— Чушь! — оборвал его Император, досадливо передернув плечами, — Кривотолков явно что-то недоговаривает. Фома же…
Не договорив, он махнул рукой. После чего, после короткого раздумья, нажал кнопку на устройстве связи, лежащем на столе.
— Да, Государь? — раздался голос одного из адъютантов.
— Вызовите ко мне князя Кривотолкова, — произнес Государь, — Пусть приезжает так быстро, как только сможет. Хочу переговорить с ним. Лично.
В коммуникаторе на пару мгновений воцарилась короткая пауза. Словно адъютанту потребовалось какое-то время, чтобы осмыслить, чего от него хочет правитель.
— Так точно, Государь! — наконец воскликнул он.
Горовой слушал и не верил своим ушам. Срочно на ночь глядя вызвать к себе целого князя из-за какого-то изменника? Кажется, Император серьезно обеспокоен этими событиями в парке…
«Кажется, в Империи происходит нечто такое, что даже мне трудновато осмыслить», — мрачно подумал Горовой, — «Чертово Чёрное Солнце, неужели оно так важно? И что такого о нем может знать Фома?»
Одно из подвальных помещений под особняком Кривотолковых более всего напоминало застенок инквизиции. Голые каменные стены, покрытые потеками и пятнами копоти. Низкий сводчатый потолок, с которого свисали на цепях жутковатого вида приспособления. Они неприятно позвякивали при малейшем движении воздуха.

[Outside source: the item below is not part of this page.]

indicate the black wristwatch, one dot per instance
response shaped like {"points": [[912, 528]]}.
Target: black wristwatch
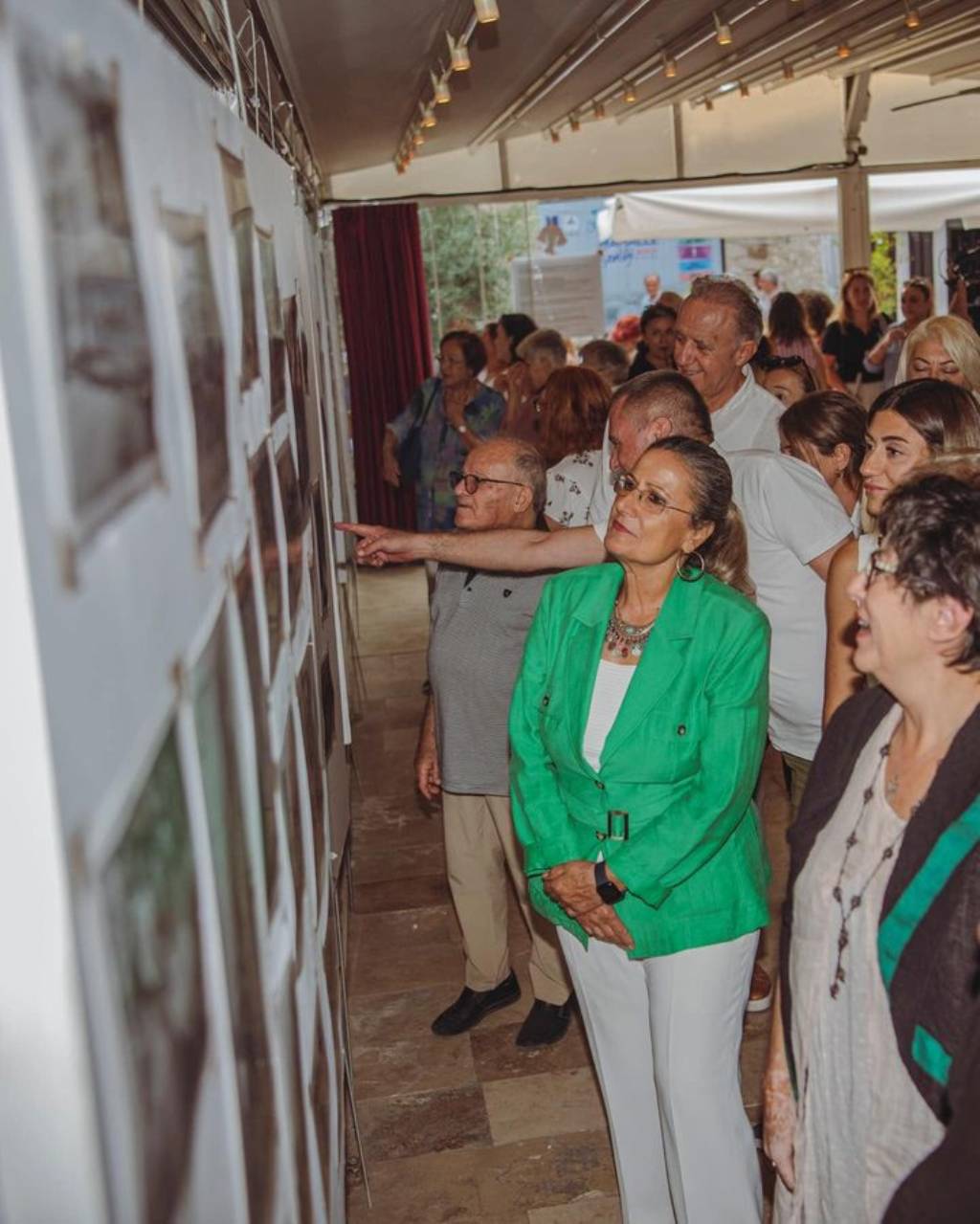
{"points": [[610, 893]]}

В центре — грубо сколоченный деревянный стол и пара колченогих стульев. Рядом — покрытая рунами жаровня с мерцающими углями, от которой исходил зловещий багровый отблеск. В нос бил тяжелый запах горелого мяса, застарелой крови и пота.
Это было особое место… о котором знали даже не все сотрудники службы безопасности рода. Здесь развязывали язык даже самым упорным Одаренным. Любыми методами… в том числе и такими, за которые не похвалили бы в современном обществе…

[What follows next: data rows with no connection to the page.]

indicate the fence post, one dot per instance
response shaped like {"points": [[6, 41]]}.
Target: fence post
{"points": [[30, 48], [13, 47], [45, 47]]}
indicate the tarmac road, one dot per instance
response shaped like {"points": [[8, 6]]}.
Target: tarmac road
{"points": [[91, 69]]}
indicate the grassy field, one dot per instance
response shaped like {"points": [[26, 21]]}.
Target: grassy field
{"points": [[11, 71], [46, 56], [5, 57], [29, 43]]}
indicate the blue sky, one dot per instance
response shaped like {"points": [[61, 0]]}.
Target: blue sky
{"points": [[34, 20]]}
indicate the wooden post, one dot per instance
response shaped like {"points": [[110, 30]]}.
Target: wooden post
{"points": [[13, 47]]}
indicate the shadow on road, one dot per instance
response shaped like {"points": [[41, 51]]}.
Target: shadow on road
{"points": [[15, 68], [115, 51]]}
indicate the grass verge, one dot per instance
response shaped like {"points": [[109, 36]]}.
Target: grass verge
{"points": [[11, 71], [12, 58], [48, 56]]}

К стене напротив входа спиной прильнул человек, повисший на кандалах. Когда-то белая рубаха превратилась в грязные лохмотья, почти не скрывающие исполосованную ожогами и рубцами грудь. На запястьях поблескивали тяжелые браслеты антимагических оков, на шее — ошейник пульсировал золотистыми рунами, блокируя любые проявления силы.
Но даже в таком плачевном состоянии пленник не утратил толики прежней спеси. Он с вызовом вскинул голову, сверля насмешливым взглядом своих мучителей. Черные глаза полыхали бешеным огнем, разбитые губы кривились в презрительной усмешке.

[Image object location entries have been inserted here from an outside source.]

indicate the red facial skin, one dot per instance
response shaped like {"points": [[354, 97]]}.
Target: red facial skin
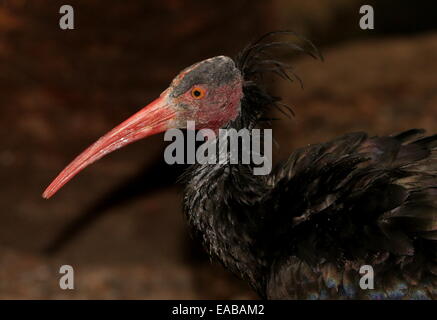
{"points": [[218, 106]]}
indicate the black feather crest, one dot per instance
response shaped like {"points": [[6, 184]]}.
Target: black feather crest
{"points": [[255, 60]]}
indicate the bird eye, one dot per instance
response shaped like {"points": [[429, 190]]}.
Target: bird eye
{"points": [[197, 93]]}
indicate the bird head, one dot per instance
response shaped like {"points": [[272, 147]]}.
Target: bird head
{"points": [[211, 93], [208, 93]]}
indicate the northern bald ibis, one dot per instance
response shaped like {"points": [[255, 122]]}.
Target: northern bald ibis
{"points": [[306, 229]]}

Фома Лисовский, бывший элитный Истребитель Аномалий, ныне государственный преступник и враг Короны номер один, уже много часов стойко переносил все издевательства умельцев из рода Кривотолковых, специализирующихся на пытках. Но молчал, упрямо стиснув зубы, не желая доставлять садистам удовольствие своими криками.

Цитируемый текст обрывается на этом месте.